Senate Chambers capitol

The Senate Chamber during the 67th Legislature in the Wyoming Capitol on January 18, 2023. Photo by Michael Smith

CASPER — Lawmakers have tried for years to push through legislation to restrict crossover voting. This session, they finally succeeded. 

House Bill 103, which significantly restricts when people can change their party affiliation, cleared its last vote in the Legislature on Friday in a 19-11 vote. Though the bill has made it through the Legislature, Gov. Mark Gordon must still decide on it. 

The bill, sponsored by Wheatland Republican Rep. Jeremy Haroldson, would bar voters from changing their party affiliation after the first day of the candidate filing period. In other words, voters wouldn’t be able to see what their candidate options are before deciding which party ticket they want to vote on for the primary election. 

There would also be a 14-day blackout period prior to general elections. Voters wouldn’t be able to cancel their registration in those time periods, because allowing those cancellations would make a loophole allowing people to re-register with a different party affiliation. 

Proponents of the bill have argued that crossover voting has muddied Republican elections, paving the way for moderate Republicans to get voted in.
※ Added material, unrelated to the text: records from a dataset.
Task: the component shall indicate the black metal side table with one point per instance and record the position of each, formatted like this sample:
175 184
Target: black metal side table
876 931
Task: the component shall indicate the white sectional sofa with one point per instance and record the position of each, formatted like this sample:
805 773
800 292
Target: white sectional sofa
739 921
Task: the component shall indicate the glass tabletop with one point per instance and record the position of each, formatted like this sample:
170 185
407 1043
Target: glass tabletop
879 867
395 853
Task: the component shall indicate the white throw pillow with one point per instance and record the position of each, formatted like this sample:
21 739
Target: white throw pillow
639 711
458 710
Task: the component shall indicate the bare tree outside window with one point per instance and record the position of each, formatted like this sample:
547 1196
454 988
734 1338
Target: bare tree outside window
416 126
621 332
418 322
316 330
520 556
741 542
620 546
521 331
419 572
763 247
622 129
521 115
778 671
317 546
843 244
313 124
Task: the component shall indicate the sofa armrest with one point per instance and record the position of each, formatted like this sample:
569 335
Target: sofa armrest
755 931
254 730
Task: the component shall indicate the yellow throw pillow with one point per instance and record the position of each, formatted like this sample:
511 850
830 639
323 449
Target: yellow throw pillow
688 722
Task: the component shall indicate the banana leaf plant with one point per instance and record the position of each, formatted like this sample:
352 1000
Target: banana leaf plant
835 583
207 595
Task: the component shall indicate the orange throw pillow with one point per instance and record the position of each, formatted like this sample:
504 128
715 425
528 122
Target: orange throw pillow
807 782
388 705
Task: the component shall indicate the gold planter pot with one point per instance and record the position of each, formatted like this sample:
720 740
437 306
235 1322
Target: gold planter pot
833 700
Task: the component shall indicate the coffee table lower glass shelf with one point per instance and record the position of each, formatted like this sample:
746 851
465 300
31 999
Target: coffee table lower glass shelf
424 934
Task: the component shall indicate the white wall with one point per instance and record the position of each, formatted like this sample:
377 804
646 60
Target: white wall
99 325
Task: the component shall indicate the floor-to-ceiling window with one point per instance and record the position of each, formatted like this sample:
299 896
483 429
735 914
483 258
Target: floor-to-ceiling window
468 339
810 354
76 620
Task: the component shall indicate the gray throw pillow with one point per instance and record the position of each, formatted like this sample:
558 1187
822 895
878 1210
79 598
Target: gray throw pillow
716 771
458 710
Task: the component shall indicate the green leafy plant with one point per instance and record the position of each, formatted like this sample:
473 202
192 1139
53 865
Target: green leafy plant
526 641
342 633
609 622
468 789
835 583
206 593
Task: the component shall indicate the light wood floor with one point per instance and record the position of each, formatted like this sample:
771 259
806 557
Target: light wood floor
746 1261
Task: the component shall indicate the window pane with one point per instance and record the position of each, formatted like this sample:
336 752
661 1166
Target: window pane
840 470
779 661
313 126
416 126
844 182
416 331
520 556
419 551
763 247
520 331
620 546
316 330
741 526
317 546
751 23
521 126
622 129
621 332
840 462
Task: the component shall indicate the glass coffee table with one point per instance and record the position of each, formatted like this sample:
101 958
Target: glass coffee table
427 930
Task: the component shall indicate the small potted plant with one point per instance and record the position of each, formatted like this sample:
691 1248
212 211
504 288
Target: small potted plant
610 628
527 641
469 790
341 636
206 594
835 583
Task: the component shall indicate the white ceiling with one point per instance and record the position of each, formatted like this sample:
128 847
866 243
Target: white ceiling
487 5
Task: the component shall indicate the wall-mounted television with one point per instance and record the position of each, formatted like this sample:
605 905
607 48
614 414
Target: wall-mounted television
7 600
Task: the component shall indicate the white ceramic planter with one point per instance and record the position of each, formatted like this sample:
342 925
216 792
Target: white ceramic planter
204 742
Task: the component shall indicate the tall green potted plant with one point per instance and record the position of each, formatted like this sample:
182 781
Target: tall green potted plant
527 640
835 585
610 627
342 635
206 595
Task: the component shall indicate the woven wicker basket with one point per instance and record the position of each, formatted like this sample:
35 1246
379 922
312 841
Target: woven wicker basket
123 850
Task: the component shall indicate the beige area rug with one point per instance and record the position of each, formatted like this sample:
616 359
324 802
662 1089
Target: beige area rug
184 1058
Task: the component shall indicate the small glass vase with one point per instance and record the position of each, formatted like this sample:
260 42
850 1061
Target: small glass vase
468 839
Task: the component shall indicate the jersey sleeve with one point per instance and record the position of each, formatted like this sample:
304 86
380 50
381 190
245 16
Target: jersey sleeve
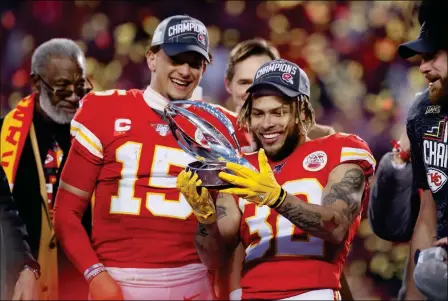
85 130
418 167
353 149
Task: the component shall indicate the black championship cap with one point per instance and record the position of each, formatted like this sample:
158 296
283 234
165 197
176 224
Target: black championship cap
181 33
425 43
287 77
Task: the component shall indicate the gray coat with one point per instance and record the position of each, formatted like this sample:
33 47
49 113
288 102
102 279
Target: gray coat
14 250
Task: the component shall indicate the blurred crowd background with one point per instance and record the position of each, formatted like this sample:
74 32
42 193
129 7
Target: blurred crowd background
348 49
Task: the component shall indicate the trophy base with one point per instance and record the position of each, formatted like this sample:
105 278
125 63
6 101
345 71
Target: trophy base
208 173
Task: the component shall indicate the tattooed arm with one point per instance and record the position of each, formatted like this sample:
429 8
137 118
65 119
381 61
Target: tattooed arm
341 202
215 242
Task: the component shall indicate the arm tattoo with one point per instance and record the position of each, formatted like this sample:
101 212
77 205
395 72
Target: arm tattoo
201 230
351 182
221 211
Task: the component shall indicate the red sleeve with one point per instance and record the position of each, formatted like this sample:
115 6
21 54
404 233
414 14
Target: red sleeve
81 171
69 209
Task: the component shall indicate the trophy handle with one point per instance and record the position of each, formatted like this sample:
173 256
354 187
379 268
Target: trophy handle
215 112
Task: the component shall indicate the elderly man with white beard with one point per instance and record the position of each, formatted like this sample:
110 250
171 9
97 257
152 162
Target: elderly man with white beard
35 139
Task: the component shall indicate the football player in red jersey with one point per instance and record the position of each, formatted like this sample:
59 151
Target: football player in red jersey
297 216
123 151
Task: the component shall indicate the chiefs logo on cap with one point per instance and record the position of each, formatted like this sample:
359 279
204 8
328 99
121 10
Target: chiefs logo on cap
287 77
201 38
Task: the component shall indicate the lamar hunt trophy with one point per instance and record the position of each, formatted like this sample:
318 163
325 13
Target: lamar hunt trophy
213 150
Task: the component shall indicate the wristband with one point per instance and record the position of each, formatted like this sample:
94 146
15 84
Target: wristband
95 273
92 270
236 294
36 272
280 199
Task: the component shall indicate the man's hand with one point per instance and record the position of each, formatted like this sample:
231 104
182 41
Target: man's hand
260 188
26 286
203 207
104 287
443 242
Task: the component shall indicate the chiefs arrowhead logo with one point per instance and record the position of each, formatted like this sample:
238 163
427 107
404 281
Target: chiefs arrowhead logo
436 179
48 159
287 77
315 161
199 138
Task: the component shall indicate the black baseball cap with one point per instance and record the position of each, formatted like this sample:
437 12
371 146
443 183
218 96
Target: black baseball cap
284 75
181 33
425 43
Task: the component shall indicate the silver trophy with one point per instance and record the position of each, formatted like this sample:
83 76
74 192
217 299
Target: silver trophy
213 149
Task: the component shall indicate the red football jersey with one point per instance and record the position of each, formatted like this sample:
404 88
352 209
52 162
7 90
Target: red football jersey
140 219
281 260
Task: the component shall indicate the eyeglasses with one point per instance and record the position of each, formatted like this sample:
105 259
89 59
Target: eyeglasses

Primary elections, they say, are meant for parties to select their nominees, and people should commit to a party regardless of the candidate choices come election time. 

Those who oppose the bill say that it will disenfranchise voters and push people to permanently switch to the Republican Party, even if they don’t agree with that party’s values. 
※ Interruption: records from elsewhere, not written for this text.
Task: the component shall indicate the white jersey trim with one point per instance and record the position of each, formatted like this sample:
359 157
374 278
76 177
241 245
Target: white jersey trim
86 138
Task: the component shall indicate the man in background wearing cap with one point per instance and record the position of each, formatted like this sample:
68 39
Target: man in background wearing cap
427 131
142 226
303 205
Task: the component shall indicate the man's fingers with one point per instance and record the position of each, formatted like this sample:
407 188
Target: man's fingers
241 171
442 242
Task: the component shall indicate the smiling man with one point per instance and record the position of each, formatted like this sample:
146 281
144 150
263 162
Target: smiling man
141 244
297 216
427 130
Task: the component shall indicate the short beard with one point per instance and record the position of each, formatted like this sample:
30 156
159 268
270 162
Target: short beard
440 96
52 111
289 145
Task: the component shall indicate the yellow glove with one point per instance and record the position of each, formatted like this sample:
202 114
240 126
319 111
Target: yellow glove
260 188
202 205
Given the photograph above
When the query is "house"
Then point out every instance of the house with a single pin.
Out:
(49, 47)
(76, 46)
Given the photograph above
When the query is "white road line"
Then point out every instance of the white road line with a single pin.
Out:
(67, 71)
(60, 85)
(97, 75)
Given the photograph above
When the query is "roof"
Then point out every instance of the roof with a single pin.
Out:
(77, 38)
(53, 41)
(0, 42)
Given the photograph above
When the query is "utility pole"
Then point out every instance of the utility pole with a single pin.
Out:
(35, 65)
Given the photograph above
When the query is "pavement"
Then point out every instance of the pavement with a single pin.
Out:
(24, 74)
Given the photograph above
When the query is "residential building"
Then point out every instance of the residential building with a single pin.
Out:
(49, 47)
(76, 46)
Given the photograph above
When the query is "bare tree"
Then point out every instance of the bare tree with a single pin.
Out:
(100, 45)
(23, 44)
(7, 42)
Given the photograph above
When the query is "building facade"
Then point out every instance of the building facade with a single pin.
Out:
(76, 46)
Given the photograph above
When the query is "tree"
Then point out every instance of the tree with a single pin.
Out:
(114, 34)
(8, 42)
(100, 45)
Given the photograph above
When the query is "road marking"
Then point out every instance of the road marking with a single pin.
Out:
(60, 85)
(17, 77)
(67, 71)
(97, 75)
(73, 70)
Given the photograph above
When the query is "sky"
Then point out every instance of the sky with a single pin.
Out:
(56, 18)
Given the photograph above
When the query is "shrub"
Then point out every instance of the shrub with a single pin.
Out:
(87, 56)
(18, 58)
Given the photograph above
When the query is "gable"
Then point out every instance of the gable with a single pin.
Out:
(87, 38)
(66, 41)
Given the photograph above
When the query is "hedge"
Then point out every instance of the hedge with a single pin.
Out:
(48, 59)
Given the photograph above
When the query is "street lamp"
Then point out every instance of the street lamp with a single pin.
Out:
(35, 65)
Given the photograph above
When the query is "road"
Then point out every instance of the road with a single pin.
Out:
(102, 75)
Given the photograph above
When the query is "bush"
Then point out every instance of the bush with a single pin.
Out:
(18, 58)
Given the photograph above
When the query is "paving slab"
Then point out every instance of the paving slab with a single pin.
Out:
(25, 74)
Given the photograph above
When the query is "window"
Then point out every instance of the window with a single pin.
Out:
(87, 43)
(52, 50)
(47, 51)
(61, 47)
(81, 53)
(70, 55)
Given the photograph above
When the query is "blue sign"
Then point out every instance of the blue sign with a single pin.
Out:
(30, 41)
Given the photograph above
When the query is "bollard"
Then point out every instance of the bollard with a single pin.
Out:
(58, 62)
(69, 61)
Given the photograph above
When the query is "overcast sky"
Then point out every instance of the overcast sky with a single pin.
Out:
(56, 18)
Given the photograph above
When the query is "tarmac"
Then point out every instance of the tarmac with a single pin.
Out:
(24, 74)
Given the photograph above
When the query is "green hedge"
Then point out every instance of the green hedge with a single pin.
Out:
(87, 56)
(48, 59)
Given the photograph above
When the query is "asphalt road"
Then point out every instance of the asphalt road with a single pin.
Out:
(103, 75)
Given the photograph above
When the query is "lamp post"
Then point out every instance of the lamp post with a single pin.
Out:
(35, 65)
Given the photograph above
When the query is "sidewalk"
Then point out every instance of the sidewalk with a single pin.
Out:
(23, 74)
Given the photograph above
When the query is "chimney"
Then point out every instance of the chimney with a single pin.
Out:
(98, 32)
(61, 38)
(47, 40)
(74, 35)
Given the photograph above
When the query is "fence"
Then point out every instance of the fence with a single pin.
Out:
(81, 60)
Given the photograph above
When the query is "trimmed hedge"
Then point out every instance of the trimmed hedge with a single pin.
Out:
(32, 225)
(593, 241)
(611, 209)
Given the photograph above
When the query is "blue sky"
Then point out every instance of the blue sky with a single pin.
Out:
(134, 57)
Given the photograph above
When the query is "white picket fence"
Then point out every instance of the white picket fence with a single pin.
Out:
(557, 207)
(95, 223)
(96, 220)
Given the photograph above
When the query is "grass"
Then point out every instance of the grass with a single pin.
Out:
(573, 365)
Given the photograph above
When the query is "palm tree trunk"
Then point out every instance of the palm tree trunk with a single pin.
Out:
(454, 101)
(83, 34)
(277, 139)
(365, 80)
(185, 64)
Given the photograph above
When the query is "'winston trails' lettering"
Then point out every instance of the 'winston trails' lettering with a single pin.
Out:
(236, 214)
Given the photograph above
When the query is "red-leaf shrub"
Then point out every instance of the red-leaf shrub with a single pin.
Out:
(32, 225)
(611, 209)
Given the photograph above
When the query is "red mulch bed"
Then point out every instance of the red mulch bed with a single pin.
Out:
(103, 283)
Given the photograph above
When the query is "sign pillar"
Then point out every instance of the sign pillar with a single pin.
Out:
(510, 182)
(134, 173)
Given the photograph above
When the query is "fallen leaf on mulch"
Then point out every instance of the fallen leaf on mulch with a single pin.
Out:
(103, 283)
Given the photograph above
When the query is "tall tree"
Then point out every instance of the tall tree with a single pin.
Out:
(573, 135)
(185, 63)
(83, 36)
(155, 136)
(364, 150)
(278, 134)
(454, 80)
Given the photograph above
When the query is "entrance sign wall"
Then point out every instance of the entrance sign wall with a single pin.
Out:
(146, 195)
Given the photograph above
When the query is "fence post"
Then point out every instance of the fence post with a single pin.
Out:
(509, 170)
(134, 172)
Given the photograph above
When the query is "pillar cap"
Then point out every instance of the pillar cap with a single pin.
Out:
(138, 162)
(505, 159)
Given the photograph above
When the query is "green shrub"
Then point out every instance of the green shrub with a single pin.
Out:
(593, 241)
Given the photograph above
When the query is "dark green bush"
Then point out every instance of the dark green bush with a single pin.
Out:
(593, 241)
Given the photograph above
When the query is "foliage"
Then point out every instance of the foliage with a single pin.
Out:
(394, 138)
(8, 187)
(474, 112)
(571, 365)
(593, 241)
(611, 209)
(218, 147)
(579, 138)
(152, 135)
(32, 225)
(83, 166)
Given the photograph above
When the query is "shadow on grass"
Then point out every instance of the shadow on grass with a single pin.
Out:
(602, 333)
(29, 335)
What’s more, some argued that in a state where the competition is almost exclusively in the primaries, limiting people’s ability to change parties to select their preferred candidates takes away their ability to make meaningful choices in elections. 

“I submit to you that what this bill does is eliminate a significant part of our population from participating in the election that actually selects who’s going to represent them,” Sen. Charles Scott, R-Casper, said earlier this week, calling the restrictions “flat-dead wrong.” 
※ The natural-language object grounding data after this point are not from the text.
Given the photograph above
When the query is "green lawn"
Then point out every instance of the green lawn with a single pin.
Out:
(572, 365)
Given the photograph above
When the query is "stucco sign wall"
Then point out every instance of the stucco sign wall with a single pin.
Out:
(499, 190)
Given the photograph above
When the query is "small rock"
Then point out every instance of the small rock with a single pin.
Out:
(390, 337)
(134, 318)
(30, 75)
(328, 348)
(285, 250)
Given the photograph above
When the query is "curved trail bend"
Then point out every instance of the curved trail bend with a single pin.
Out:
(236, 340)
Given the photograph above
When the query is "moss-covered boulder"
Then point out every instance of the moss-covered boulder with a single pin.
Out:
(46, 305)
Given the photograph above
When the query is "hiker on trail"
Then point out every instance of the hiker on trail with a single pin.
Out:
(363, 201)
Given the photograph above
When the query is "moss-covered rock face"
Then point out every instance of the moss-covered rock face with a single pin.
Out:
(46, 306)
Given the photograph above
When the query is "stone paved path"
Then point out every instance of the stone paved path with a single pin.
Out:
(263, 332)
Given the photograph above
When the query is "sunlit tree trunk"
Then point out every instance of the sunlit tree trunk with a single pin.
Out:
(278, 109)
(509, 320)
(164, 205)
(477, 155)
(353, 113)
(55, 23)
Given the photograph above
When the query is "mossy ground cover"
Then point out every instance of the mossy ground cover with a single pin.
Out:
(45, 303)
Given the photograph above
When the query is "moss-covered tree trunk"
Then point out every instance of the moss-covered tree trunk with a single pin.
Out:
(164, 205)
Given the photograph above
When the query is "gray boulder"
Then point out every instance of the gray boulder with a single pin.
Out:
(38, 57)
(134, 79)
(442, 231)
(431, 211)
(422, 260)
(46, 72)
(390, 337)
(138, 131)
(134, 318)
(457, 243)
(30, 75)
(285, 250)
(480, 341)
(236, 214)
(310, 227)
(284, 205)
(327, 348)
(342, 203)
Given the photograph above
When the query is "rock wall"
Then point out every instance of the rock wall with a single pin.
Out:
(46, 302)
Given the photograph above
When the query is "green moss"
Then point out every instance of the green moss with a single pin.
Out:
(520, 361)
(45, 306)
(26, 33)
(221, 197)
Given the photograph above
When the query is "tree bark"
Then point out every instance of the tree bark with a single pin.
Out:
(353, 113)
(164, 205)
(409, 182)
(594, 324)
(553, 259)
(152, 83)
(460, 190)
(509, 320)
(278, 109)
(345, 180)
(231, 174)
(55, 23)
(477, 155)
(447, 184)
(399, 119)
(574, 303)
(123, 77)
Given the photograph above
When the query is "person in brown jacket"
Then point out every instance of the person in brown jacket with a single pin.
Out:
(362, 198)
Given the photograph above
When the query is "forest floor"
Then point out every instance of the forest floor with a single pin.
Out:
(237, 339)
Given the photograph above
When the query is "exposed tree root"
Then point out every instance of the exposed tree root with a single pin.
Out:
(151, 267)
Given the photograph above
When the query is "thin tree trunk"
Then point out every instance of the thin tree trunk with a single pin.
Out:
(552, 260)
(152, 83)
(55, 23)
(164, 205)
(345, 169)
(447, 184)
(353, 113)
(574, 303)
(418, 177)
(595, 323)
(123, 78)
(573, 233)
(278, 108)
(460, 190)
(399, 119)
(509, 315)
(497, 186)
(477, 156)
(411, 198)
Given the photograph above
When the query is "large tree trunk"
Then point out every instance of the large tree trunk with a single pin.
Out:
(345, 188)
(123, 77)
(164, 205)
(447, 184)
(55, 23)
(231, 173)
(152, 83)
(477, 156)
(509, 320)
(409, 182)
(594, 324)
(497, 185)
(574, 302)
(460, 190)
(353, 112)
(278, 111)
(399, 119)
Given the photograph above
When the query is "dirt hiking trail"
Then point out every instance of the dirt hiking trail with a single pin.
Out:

Three attempts to add amendments to the legislation failed on Friday. 

One, brought by Senate Minority Floor Leader Chris Rothfuss, D-Laramie, would have allowed political parties to opt out of the bill’s restrictions. 

Sen. Scott’s amendment clarified that people who are unregistered can still register to vote in the blackout periods. 

The last, sponsored by Lander Republican Sen. Cale Case, would have made the blackout period before the primary election 45 days, rather than beginning from the first day of the candidate filing period. That would have allowed voters to view candidates before deciding which party they wanted to vote for. 

In total, there were 12 attempts to make amendments to the bill. 

Only two of them were adopted, but the second of the two deleted the first, so those amendments don’t make any difference to the legislation. 

The failure to compromise on any parts of the bill frustrated some lawmakers. 

“I have voted against [House Bill 103] every single time, and part of the reason I’ve voted against it is there seems to be an unwillingness from a lot of folks in my party to make any kind of adjustments to it that make it better,” Sen. Wendy Schuler, R-Evanston, said. 

Attempts to push through crossover legislation seemed to be at a dead end again this session when, earlier this month, all bills aiming to do so had died. 

That includes House Bill 103, which was voted down in the Senate Corporations, Elections and Political Subdivisions Committee in a 3-1 vote. 

But then, Senate Majority Floor Leader Sen. Larry Hicks, R-Baggs, called for a vote to revive the bill and send it to the Senate Revenue Committee.

Such a move is rare, but within the Senate’s rules. That motion succeeded. 

The Senate Revenue Committee was much more favorable for the bill’s survival. 

Ranchester Republican Sen. Bo Biteman, the committee’s chairman, sponsored a mirror bill that also died in the Senate Corporations Committee. 

After the legislation cleared that committee in a 3-1 vote, it was practically a given that the bill would make it through the Senate.